Remi Forax forax at univ-mlv.fr
Tue Sep 1 07:36:02 UTC 2015


Did a say that i really dislike the List<any> notation :)

answer (maybe) inlined

On 09/01/2015 04:04 AM, John Altidor wrote:
> Hi Brian,

i'm not Brian, but i will answer nevertheless.

>
>
> I am new to this mailing list. 

welcome :)

>  My PhD dissertation covered subtyping with
> variance and Java wildcards extensively, so the questions you raised in
> this thread are very interesting to me.  I was wondering how you are
> handling the translational aspects of wildcards and specialized generic
> methods.

is your dissertation available ?

>
>
> Your earlier post asked how to represent List<any> in bytecode.  Since
> List<any> is a supertype of both List<int> and List<double>, for example,
> type List<any> should only support operations that can be applied to both
> List<int> and List<double>.  One such operation is counting the number of
> elements using method List.size().  Which byte representation would support
> being able to dispatch List.size() on both an instance of List<int> and an
> instance of List<double> ?

Brian has suggested to create a fake interface containing the common operations with List<int> and List<double> implementing such interface.
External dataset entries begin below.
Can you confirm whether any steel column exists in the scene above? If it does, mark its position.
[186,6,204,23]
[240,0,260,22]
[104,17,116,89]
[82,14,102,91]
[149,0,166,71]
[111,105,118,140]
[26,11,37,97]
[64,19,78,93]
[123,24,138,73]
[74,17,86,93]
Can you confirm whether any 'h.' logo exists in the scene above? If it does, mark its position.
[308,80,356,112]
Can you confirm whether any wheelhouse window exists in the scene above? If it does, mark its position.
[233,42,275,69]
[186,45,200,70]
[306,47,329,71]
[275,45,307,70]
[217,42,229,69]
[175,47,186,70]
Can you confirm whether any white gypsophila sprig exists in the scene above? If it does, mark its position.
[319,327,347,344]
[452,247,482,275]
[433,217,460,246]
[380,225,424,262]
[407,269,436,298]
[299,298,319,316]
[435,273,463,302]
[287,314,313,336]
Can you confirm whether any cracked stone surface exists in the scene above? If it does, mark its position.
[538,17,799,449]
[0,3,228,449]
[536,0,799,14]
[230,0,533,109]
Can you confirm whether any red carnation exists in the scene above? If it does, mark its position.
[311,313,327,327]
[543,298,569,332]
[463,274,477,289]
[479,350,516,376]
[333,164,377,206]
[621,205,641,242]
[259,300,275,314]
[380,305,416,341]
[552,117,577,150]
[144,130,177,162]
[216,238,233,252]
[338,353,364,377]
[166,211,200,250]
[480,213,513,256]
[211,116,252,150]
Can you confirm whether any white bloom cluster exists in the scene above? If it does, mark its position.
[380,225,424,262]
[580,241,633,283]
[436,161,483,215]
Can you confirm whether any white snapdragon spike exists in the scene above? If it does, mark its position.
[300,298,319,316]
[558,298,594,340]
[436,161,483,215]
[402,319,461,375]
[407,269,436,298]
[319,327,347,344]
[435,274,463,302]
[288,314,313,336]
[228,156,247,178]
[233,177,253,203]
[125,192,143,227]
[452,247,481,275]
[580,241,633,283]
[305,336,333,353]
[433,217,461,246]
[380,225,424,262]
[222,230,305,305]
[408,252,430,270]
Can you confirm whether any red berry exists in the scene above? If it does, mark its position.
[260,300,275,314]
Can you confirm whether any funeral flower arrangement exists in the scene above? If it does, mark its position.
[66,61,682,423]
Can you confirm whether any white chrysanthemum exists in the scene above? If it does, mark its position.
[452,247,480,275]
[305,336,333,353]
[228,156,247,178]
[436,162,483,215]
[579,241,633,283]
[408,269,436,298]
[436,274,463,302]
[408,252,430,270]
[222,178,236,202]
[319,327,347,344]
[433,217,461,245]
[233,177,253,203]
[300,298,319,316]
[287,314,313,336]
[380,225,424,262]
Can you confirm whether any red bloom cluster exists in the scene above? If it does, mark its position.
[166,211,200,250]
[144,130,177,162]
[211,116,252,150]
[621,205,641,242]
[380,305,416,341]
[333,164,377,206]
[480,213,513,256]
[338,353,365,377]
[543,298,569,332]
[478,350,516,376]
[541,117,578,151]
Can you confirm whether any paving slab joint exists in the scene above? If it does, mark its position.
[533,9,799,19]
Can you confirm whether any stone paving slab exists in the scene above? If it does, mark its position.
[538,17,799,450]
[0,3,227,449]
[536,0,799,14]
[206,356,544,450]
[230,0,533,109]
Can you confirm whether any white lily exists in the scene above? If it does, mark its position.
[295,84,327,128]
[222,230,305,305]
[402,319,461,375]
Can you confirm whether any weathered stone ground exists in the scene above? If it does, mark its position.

For me, List<any> should be erased to Object (oh no erasure) and invocation should be done using invokedynamic.

>
>
> It seems such a byte representation would need to be independent of fields.

fields access can be emulated using getters/setters as Brian said.

>
>   The number of bytes needed to represent an instance differs among
> primitive types (e.g. int and double).  As a result, it seems List<int> and
> List< double> may differ in the number of bytes needed for their fields.
> In that case, one could not know the number of bytes in the instance of
> List<any> returned from the following method:
>
> List<any> func(int input_num) {
>   if(input_num is odd)
>     return new List<int>();
>   else
>     return new List<double>();
> }

You use a getter which is implemented differently on each class.
In the case of invokedynamic, you don't even need to generate such getters
in the implementation of List<int> or List<double> because you can create
method handles that read/write fields at the expense of maybe having a
code less optimized if the number of implementations of List
(think List of different value typess) explode.

>
>
> In addition to type-independent methods such as List.size(), another
> operation that is type safe to allow on an instance of List<any> is
> wildcard capture. 

yes, very good comment !

>  Consider the generic method, swapFirstTwo, below that
> just swaps the order of the first two elements in the input list.  It is
> type safe to pass an instance of List<any> to this method (because no
> runtime type error would occur).
>
> <any T> void swapFirstTwo(List<T> list) {
>   T first = list.getAndRemoveFirst();
>   T second = list.getAndRemoveFirst();
>   list.addToBeginning(first);
>   list.addToBeginning(second);
> }
>
> Would two calls to method swapFirstTwo, one with a List<int> as input and
> the other method call with a List<double> as input, result in two
> specialized copies of method swapFirstTwo in byte code? 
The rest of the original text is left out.